One has to willingly suspend disbelief; the explanations about podcasts and eavesdropping aren’t quite convincing. This foetus has the voice of a Nabakov, a character from Banville or Anthony Powell. Elevated tastes, the voice of a cultured elderly man. But still it’s amusing. It’s clear his mother is not quite up to him in terms of intelligence or ethics.
She drinks too much. This poor foetus is often crying out for a little water or even some food, while she just nibbles salted peanuts. And he very quickly finds that her lover, Claude, is the brother of John, her husband. The dull banal Claude who repeats his jokes, who loves to introduce himself
‘Claude, as in Debussy.’
is a wealthy businessman, a greedy lustful man in every sense. His brother, John, the supposed father of our narrator, is a gentle poet, who foolishly tries to please Trudy by fulfilling her every command.
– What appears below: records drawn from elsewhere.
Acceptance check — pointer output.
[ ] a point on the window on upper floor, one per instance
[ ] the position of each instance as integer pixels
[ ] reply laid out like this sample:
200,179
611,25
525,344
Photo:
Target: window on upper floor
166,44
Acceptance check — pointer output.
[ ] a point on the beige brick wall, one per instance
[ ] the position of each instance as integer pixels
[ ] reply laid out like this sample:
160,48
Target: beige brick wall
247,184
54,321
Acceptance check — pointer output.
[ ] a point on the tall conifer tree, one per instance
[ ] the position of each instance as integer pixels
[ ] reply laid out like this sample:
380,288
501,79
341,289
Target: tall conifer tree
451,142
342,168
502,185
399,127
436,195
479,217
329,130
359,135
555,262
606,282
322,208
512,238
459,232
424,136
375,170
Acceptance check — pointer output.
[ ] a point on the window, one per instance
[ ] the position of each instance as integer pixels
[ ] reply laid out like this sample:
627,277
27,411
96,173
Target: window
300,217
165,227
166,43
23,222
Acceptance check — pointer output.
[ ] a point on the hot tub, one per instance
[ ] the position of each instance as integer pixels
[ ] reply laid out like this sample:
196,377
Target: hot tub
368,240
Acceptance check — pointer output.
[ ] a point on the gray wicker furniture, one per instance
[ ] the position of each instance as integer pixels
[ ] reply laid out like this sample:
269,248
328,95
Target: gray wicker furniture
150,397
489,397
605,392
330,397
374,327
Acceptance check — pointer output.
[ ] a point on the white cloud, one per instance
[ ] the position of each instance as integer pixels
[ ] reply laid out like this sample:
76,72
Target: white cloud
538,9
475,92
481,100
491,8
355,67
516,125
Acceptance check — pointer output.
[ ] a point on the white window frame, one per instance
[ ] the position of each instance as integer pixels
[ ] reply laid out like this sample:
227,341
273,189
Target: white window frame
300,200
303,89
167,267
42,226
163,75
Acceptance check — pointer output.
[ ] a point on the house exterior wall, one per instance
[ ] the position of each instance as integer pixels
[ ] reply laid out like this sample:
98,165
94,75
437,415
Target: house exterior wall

She has persuaded him to leave her alone in his rambling decrepit family home, which in spite of the filth she is accumulating, is worth tons of money (that’s why Claude wants it). The lovers spend their time drinking and plotting and Claude has soon worked out a fool-proof method of killing John. Some time during all this Elodie The Owl Woman turns up with John, and he tells Claude and Trudy that he knows they are lovers and that he wants them to move out.
There are many strands in this story and I haven’t yet made clear how gripping it is. Will they, wont they? What is John really like, is he smarter than he seems? Do they kill him? It takes quite some time to find out.
There is also quite a disturbing aspect to this story. As our narrator points out, his mother never speaks about his arrival, she has no clothes or baby accoutrements prepared for him and once he thinks he hears her allude to allude to disposing of him to someone else after he is born. He is trapped in a combination of boredom and terror. At one point he tries to commit suicide but it doesn’t work. The other aspect of his thinking is that he doesn’t seem to realise that being a baby is quite limiting for some time:
I begin to suspect that my helplessness is not transient. Grant me all the agency the human frame can bear, retrieve my young panther self of sculpted muscle and long cold stare, direct him to the most extreme, measure – killing his uncle to save his father.
But the reader is thinking of the nappies and boarding school that must come before the wine and sports cars.
Of course I am not going to reveal the ending, but it is just to some extent, if a little hard on our hero.
An hilarious and gripping read. Perfect for that last minute gift, even if the baby is not the usual Christmassy sort.